Metafora: ReFantazio zadebiutuje w tym tygodniu, z mnóstwem wysokich ocen w recenzjach i poważną szansą na grę roku. RPG od szanowanego wydawcy Atlus to ekscytująca przygoda osadzona w malowniczej, fantastycznej krainie, ale fani studia mogą postrzegać ten nowy tytuł przede wszystkim jako podobny do Persony.
Ze swoją estetyką anime, turową walką i elementami symulacji życia, trudno nie porównywać go do Persona 3 Reload, ale porównanie jest tak często złodziejem radości i błagam cię, abyś nie wchodził do Metaphor: ReFantazio oczekując kolejnej rundy tego, czego spodziewaliśmy się po serii dramatów licealnych. Zwłaszcza jeśli weźmiemy pod uwagę, że jest ona również porównywana do późniejszych tytułów Fire Emblem.
Podobny, ale inny
(Źródło zdjęcia: Atlus / Sega)
Po pierwsze, wcielamy się w najemnika, a nie ucznia szkoły, który dorabia jako bohater. Podczas gdy nasz protagonista w Metaforze staje w obliczu prześladowań nie do końca podobnych do Jokera z Persony 5 – traktowany jako wyrzutek społeczny pomimo braku własnej winy – znormalizowana przemoc w Zjednoczonym Królestwie Euchronii tworzy opresyjny nastrój. To nieustannie niebezpieczne życie, różniące się od podziału 50/50 bycia Phantom Thief.
Główna sceneria jest również znaczącym odejściem od symulowanej Japonii z gier Persona. Euchronia to inspirowany baśniami świat pełen przepięknych lokacji, które dorównałyby Final Fantasy. Ale choć piękny, jest to raj wypełniony horrorami dzięki średniowiecznemu poziomowi przemocy i cierpienia, które napotykasz. To nie jest Tokio.
Fantastyczne fantasy
(Źródło zdjęcia: Atlus / Sega)
Recenzja Metaphor ReFantazio: „Ewolucja najlepszych gier RPG firmy Atlus”
Jest jeszcze ścieżka dźwiękowa. Jazzpop symulowanego Tokio w P5 nie pasowałby do klasycznej scenerii Euchronii, więc naturalnie muzyka przybiera bardziej orkiestrowy styl. Rozległe smyczki dodają królewskiego charakteru widokom zdobiącym świat Metaphor w grze, a intonowany motyw bitewny wzmacnia powagę każdej walki.
Być może najbardziej zauważalnym krokiem odchodzącym od ustalonych urządzeń serii Persona jest Metaphor: Opcje romansowe ReFantazio, w takim stopniu, w jakim ich nie ma. Zalotne dialogi pojawiają się tu i ówdzie, ale elementy randkowe z Reload nie dotarły z nami do Euchronii.
Metafora: ReFantazio zadebiutuje w tym tygodniu, z mnóstwem wysokich ocen w recenzjach i poważną szansą na grę roku.
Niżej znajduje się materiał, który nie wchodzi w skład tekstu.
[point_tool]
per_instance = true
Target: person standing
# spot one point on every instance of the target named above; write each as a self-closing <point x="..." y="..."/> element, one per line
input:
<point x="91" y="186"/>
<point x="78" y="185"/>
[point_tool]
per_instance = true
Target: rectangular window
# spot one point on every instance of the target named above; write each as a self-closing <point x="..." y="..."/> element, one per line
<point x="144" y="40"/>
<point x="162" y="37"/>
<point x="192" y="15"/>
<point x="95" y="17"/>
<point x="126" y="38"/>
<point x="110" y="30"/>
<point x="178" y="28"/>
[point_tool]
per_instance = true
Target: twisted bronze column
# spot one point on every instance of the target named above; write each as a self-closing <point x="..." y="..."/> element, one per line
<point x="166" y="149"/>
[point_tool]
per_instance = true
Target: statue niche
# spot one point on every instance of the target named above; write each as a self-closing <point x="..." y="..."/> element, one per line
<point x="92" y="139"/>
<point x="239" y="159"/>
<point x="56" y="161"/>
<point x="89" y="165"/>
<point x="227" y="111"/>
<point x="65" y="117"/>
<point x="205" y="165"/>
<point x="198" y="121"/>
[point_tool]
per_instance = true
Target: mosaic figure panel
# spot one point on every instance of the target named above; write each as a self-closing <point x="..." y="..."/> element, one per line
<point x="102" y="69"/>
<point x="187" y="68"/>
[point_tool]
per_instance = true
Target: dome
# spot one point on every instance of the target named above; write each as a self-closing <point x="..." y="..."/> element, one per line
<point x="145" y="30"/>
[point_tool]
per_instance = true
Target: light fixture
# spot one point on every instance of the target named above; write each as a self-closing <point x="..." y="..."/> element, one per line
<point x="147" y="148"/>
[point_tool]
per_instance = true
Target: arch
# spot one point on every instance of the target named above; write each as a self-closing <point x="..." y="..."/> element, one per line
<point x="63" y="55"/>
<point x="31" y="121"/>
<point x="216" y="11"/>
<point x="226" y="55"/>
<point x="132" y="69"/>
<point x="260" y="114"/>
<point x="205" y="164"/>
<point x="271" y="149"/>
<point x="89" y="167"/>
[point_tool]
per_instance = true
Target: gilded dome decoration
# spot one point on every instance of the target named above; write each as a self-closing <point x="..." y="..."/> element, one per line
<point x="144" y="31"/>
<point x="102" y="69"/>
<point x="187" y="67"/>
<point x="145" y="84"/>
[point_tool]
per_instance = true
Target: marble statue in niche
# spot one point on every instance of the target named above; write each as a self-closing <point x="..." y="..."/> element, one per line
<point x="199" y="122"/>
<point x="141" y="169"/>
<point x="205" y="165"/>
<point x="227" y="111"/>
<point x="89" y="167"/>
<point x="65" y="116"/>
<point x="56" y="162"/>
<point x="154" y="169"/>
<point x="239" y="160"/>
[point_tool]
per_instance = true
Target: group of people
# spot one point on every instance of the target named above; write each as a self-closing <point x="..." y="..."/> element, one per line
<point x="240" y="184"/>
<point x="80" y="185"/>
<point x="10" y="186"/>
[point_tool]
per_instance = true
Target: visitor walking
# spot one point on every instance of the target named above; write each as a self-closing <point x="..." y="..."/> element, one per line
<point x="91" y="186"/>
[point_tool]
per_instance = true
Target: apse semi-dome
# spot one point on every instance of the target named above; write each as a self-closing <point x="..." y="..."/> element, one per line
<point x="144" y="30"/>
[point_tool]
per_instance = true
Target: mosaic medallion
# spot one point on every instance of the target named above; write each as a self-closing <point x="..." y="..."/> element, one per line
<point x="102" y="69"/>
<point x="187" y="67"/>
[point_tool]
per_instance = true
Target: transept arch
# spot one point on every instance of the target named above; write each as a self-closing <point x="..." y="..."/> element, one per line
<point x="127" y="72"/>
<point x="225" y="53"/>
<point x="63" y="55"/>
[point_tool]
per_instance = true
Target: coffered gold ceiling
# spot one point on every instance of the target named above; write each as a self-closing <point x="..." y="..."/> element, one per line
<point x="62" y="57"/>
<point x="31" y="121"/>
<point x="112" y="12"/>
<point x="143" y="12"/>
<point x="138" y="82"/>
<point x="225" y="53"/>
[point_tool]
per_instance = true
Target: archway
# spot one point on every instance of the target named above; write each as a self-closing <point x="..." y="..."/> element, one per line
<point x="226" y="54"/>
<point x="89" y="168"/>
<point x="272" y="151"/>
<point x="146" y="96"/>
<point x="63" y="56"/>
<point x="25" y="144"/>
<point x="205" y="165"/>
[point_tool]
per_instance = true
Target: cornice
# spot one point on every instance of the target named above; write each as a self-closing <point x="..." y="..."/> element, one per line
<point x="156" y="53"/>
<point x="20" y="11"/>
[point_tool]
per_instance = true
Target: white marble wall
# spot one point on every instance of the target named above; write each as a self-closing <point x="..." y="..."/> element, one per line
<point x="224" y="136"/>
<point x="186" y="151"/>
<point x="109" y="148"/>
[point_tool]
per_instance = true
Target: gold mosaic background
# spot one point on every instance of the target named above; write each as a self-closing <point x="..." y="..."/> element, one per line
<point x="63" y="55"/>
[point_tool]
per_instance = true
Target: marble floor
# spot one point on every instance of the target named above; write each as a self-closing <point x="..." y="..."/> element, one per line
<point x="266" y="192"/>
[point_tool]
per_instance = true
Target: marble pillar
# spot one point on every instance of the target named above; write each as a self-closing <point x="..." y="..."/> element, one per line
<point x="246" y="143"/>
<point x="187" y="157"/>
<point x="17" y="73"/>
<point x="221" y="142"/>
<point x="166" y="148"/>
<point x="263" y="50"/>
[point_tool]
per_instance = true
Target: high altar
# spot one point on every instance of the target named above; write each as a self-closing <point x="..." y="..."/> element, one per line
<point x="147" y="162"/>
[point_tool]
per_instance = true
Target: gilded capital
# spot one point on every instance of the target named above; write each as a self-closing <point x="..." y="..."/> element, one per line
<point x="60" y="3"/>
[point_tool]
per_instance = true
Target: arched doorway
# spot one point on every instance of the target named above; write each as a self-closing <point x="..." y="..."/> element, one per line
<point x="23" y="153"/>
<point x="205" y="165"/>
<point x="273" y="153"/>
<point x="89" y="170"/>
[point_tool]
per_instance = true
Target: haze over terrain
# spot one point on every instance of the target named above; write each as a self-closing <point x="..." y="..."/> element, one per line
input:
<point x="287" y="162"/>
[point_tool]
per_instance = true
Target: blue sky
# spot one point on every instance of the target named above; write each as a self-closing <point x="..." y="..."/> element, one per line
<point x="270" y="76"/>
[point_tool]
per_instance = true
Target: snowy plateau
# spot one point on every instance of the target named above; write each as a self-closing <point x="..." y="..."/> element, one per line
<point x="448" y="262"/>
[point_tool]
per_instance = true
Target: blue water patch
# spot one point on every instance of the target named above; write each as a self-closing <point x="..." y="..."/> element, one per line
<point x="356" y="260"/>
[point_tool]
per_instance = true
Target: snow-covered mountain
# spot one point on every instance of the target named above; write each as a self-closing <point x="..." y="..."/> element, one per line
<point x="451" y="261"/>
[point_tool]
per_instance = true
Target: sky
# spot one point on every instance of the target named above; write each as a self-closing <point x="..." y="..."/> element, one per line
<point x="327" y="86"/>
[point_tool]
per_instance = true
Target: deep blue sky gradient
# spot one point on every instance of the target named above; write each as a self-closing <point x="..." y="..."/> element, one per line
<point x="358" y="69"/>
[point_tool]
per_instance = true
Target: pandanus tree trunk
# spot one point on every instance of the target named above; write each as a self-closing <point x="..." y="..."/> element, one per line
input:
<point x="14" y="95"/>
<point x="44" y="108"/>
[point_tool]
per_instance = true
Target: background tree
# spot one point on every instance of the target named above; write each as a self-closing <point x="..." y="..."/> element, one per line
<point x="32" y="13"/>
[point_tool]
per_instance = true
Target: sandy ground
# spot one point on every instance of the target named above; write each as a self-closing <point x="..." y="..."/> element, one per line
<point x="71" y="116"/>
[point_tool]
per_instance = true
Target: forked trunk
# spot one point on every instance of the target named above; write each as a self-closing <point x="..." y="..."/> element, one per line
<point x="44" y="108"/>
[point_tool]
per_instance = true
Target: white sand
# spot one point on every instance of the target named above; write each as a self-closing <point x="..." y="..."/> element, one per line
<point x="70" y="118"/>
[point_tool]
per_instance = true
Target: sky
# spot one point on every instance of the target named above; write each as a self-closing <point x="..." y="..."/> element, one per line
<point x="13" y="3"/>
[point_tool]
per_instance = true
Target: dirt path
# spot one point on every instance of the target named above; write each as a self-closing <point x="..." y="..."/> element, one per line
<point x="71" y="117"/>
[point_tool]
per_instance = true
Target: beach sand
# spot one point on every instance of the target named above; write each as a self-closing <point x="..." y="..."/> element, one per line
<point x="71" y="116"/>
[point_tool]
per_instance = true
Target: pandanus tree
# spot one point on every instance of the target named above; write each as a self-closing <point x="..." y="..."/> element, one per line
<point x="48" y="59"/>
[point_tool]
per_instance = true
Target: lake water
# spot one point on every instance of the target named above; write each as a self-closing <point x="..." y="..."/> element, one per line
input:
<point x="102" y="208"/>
RPG od szanowanego wydawcy Atlus to ekscytująca przygoda osadzona w malowniczej, fantastycznej krainie, ale fani studia mogą postrzegać ten nowy tytuł przede wszystkim jako podobny do Persony.
Ze swoją estetyką anime, turową walką i elementami symulacji życia, trudno nie porównywać go do Persona 3 Reload, ale porównanie jest tak często złodziejem radości i błagam cię, abyś nie wchodził do Metaphor: ReFantazio oczekując kolejnej rundy tego, czego spodziewaliśmy się po serii dramatów licealnych. Zwłaszcza jeśli weźmiemy pod uwagę, że jest ona również porównywana do późniejszych tytułów Fire Emblem.
Podobny, ale inny
(Źródło zdjęcia: Atlus / Sega)
Po pierwsze, wcielamy się w najemnika, a nie ucznia szkoły, który dorabia jako bohater. Podczas gdy nasz protagonista w Metaforze staje w obliczu prześladowań nie do końca podobnych do Jokera z Persony 5 – traktowany jako wyrzutek społeczny pomimo braku własnej winy – znormalizowana przemoc w Zjednoczonym Królestwie Euchronii tworzy opresyjny nastrój. To nieustannie niebezpieczne życie, różniące się od podziału 50/50 bycia Phantom Thief.
Główna sceneria jest również znaczącym odejściem od symulowanej Japonii z gier Persona. Euchronia to inspirowany baśniami świat pełen przepięknych lokacji, które dorównałyby Final Fantasy. Ale choć piękny, jest to raj wypełniony horrorami dzięki średniowiecznemu poziomowi przemocy i cierpienia, które napotykasz. To nie jest Tokio.